During the first year of development, where both games would receive regular content updates as part of EA and DICE’s new live service, neither got off to a fantastic start. While the Beta for Battlefield V showed great promise – with a return to more tactical gameplay – many complained the game “didn’t feel very WW2” and was launching with few playable maps or modes. For Battlefront, any content introduced was underpinned by the ugly microtransactions still present in the game.

Then there was a period of change, a change so significant that Battlefront 2 saw a resurgence in player base, at one point reaching the PlayStation best-seller list 2 years after its release date. The microtransactions were scrapped, the multiplayer gameplay was diversified with many new features, and most importantly? Much of the content which was promised was delivered by DICE and delivered in style.

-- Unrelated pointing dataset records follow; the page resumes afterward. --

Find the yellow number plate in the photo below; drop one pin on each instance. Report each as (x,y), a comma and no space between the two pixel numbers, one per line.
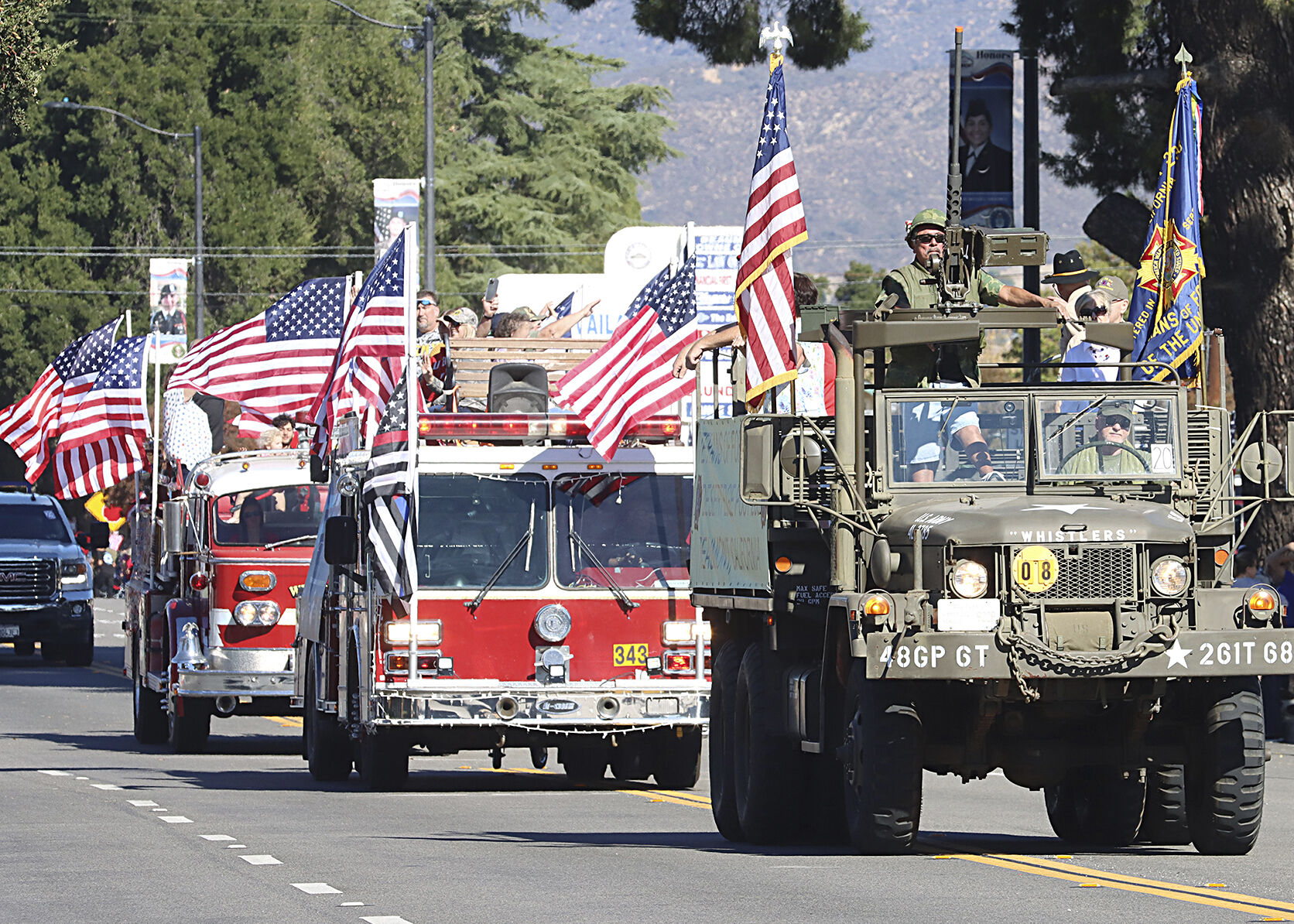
(1036,568)
(629,655)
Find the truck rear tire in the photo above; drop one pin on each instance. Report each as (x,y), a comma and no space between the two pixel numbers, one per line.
(678,758)
(1165,820)
(1224,777)
(722,785)
(150,725)
(188,725)
(883,755)
(1097,805)
(327,747)
(383,762)
(762,755)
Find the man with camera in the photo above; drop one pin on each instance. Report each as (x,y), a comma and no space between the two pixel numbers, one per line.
(1104,304)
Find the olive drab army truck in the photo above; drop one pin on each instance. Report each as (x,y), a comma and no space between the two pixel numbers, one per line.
(550,610)
(210,610)
(1066,616)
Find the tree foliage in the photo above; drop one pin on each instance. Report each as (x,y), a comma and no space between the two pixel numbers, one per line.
(25,55)
(1242,52)
(300,105)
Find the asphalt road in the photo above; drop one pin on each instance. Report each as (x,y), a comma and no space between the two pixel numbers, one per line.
(98,829)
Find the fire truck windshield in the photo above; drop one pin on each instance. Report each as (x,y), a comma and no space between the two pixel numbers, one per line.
(637,525)
(469,523)
(285,515)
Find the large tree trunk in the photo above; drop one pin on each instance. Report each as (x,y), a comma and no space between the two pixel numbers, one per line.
(1249,202)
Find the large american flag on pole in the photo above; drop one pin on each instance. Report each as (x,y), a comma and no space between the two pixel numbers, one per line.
(30,423)
(102,438)
(774,224)
(632,377)
(273,363)
(373,346)
(389,492)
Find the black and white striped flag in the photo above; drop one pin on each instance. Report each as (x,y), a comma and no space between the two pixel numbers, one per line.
(389,492)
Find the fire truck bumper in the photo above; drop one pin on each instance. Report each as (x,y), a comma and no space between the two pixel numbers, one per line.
(568,707)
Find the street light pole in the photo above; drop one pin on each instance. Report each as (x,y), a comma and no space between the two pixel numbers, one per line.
(198,292)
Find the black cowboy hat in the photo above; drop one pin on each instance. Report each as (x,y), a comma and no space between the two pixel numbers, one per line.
(1068,267)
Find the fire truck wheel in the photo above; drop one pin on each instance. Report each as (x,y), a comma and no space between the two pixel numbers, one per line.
(1224,775)
(1097,805)
(722,785)
(584,765)
(881,755)
(383,762)
(188,725)
(764,756)
(149,714)
(1165,820)
(678,758)
(327,747)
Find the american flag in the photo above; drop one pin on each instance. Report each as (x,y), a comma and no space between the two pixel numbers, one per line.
(631,378)
(101,439)
(373,347)
(29,423)
(774,224)
(273,363)
(389,491)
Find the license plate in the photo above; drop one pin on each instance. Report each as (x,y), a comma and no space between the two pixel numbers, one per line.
(629,655)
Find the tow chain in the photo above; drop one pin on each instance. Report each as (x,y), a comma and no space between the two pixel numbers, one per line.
(1024,650)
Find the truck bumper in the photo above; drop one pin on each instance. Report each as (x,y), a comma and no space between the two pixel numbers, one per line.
(976,655)
(567,707)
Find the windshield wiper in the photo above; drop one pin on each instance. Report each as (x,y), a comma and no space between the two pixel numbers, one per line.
(606,575)
(498,572)
(296,539)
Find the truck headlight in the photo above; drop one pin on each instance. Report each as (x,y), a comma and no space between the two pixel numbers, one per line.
(256,612)
(683,631)
(1169,576)
(399,631)
(970,579)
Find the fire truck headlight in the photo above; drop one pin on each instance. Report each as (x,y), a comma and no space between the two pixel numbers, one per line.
(553,623)
(256,612)
(1169,576)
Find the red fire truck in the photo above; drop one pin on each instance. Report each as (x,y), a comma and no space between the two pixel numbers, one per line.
(552,608)
(210,614)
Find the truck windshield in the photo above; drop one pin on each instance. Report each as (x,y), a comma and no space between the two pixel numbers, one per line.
(637,525)
(1109,438)
(34,522)
(286,515)
(958,438)
(467,525)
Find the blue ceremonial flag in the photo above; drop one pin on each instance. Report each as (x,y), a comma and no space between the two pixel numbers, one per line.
(1167,319)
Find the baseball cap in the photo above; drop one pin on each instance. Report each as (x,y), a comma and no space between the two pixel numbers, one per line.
(1113,286)
(926,217)
(462,316)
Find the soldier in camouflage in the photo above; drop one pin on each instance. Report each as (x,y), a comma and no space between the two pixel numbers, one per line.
(914,284)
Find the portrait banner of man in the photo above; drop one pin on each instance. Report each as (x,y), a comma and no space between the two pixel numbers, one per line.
(169,302)
(985,130)
(395,207)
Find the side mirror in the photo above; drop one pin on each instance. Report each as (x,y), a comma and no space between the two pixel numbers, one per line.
(173,527)
(341,540)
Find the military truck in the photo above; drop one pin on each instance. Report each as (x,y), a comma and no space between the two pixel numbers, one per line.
(881,606)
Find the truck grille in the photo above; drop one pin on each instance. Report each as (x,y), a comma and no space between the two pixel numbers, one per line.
(1095,572)
(27,581)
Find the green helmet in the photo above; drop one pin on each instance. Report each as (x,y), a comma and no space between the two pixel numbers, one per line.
(928,217)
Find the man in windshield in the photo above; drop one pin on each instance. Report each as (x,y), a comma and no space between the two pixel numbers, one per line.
(1107,453)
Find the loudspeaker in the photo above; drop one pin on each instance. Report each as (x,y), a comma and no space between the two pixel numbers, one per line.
(518,388)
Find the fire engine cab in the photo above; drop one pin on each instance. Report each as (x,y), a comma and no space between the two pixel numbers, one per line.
(552,607)
(210,614)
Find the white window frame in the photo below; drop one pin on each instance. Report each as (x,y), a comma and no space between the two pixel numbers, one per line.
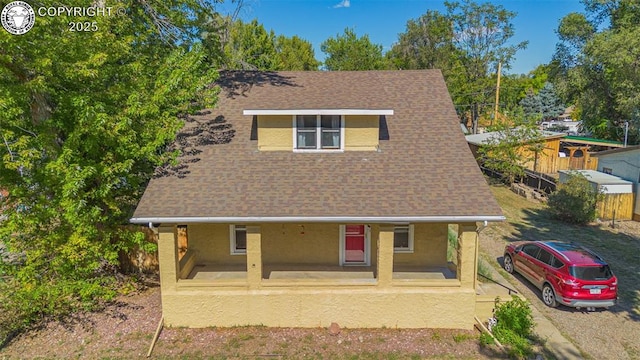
(318,136)
(401,250)
(232,240)
(367,247)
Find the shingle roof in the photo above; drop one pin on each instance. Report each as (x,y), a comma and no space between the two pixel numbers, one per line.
(424,168)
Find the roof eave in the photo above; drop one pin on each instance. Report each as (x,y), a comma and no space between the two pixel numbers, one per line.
(323,219)
(317,112)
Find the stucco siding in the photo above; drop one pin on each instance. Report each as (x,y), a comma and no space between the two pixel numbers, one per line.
(212,245)
(429,247)
(300,243)
(361,132)
(275,133)
(403,308)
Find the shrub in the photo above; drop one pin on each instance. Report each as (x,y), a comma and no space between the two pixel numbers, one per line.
(514,326)
(575,201)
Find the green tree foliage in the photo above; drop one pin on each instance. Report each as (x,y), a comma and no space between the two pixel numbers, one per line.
(349,52)
(295,53)
(514,326)
(427,43)
(251,47)
(545,104)
(575,201)
(511,147)
(466,43)
(596,66)
(84,119)
(481,34)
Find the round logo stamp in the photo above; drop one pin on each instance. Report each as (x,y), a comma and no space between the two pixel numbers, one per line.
(17,17)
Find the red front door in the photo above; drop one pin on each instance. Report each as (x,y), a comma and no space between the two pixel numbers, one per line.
(354,244)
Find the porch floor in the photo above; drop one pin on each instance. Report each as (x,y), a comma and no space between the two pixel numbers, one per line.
(209,271)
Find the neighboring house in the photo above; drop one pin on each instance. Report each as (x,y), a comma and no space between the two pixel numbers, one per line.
(560,151)
(328,197)
(618,193)
(545,161)
(624,163)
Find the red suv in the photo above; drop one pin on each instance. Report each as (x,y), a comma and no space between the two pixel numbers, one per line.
(566,273)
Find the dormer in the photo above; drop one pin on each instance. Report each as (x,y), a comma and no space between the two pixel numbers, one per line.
(318,130)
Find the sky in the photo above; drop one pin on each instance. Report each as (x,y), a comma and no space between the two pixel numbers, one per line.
(382,20)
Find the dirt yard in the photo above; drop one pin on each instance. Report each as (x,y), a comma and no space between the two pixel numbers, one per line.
(603,334)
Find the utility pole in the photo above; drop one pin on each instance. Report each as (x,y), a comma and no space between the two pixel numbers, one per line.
(495,115)
(626,132)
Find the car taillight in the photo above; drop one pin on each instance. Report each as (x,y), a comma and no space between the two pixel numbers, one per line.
(572,283)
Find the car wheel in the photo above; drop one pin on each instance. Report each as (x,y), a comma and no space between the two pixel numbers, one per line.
(548,296)
(508,264)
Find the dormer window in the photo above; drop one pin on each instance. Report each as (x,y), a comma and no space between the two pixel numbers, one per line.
(318,132)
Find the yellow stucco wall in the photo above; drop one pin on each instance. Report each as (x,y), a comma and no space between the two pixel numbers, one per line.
(211,243)
(429,246)
(406,304)
(275,133)
(315,307)
(361,132)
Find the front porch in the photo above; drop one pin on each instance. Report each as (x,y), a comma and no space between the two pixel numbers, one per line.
(271,284)
(211,271)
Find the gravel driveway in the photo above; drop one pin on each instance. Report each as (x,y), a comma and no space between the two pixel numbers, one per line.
(603,334)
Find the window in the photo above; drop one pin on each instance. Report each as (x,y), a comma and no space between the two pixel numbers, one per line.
(531,250)
(403,239)
(545,256)
(355,244)
(318,132)
(238,239)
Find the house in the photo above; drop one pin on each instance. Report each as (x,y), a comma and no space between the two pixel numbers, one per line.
(624,163)
(618,193)
(316,197)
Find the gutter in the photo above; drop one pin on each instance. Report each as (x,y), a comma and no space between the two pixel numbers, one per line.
(321,219)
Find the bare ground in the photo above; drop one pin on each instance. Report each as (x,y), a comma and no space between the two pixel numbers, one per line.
(603,334)
(126,328)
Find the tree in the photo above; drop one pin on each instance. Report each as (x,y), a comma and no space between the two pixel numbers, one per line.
(85,118)
(349,52)
(575,201)
(295,53)
(427,43)
(250,46)
(511,147)
(481,34)
(531,104)
(595,67)
(545,104)
(466,43)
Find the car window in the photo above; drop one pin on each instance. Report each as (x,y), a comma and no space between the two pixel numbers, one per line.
(531,250)
(592,273)
(556,263)
(545,256)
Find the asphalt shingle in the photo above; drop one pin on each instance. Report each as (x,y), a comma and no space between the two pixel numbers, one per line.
(423,169)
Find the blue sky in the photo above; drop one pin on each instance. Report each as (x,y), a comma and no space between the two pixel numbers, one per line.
(317,20)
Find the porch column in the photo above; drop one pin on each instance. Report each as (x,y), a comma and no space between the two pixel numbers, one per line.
(467,254)
(385,256)
(254,257)
(168,256)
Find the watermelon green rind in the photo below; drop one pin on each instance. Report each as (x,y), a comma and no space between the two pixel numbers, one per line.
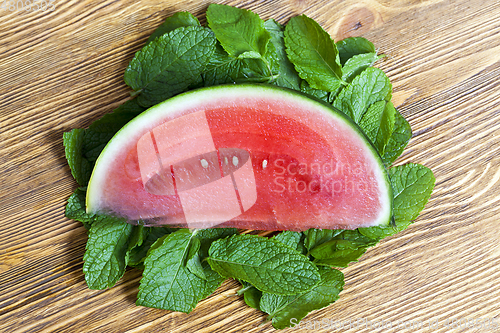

Battlefield V, however, suffered a series of poor judgements from the developers. Time To Kill changes largely dominated the community discussion, a problem that remains to this day one of the most talked-about (and hated) features of the game. While the Pacific update showed the potential of the game, it was shortlived.

Both Battlefront 2 and Battlefield V show two polarized stories – one of live service success, and one of failure. Hopefully, EA and DICE can learn from these two very different outcomes to create a more rewarding experience for players in the future.